20 juillet 1940
Il y a eu une attaque cette nuit. J'ai été réveillé d'un seul coup. Mon cœur s'est mis à battre dans mes oreilles. Les balles sifflaient. J'ai même entendu des explosions. Je ne saurai dire d'où elles venaient. Ni de qui elles émanaient, ni qui les recevaient. Puis j'ai entendu le vrombissement des voitures qui entraient dans notre ferme. Tous courraient. Il y avait de l'anarchie là où l'ordre régnait récemment. Il régnait une cacophonie. Tous criaient. Il y avait autant de bruit à l'intérieur de la ferme qu'à l'extérieur. J'ai vu mon père courir vers la camionnette et aider à sortir un corps.
J'ai crié. Je ne me rappelle pas avoir poussé ce cri, mais je me souviens avoir manqué d'air. J'avais vidé mes poumons brutalement. Ma gorge est devenue sèche. J'ai vu son corps allongé sur un brancard de fortune, avec une énorme tâche rouge. Ses camarades se précipitaient dans la grange, dégageant le chemin pour le secourir.

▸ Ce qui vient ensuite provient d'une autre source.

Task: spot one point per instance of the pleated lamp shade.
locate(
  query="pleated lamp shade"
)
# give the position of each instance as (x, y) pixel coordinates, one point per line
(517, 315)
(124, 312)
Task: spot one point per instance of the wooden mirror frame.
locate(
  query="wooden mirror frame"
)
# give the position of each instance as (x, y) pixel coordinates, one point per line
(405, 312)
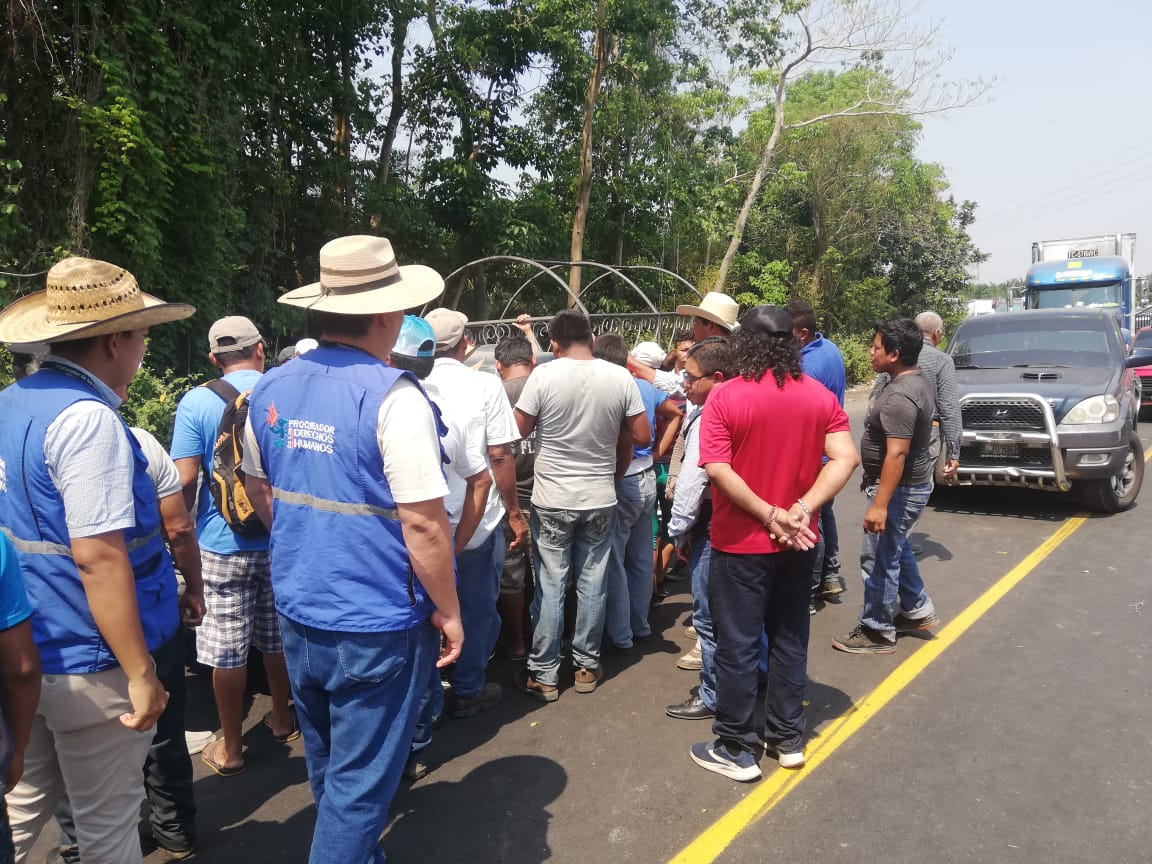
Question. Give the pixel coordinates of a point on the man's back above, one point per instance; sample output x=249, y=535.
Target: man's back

Maman a ouvert la porte violemment. Je ne l'ai pas entendue. Dehors, trop de tirs, trop d'explosions, trop de cris. Mais j'ai compris que je devais la suivre. On a descendu les escaliers sans toucher les marches et on s'est précipité à leur rencontre. Le colonel essayait d'intimer des ordres à ses soldats, mais je ne voyais que de l'incompréhension et de la panique. Comme si la réalité les rattrapait. Ils se pensaient à l'abri en province. Maman m'a entraîné dans la grange. J'ai découvert un carnage. Des cris, des visages couverts de souffrance, des hommes inquiets, des gémissements de douleur, des membres qui n'existaient plus. La mort, impatiente, devait sourire devant ce spectacle, qui m'horrifiait.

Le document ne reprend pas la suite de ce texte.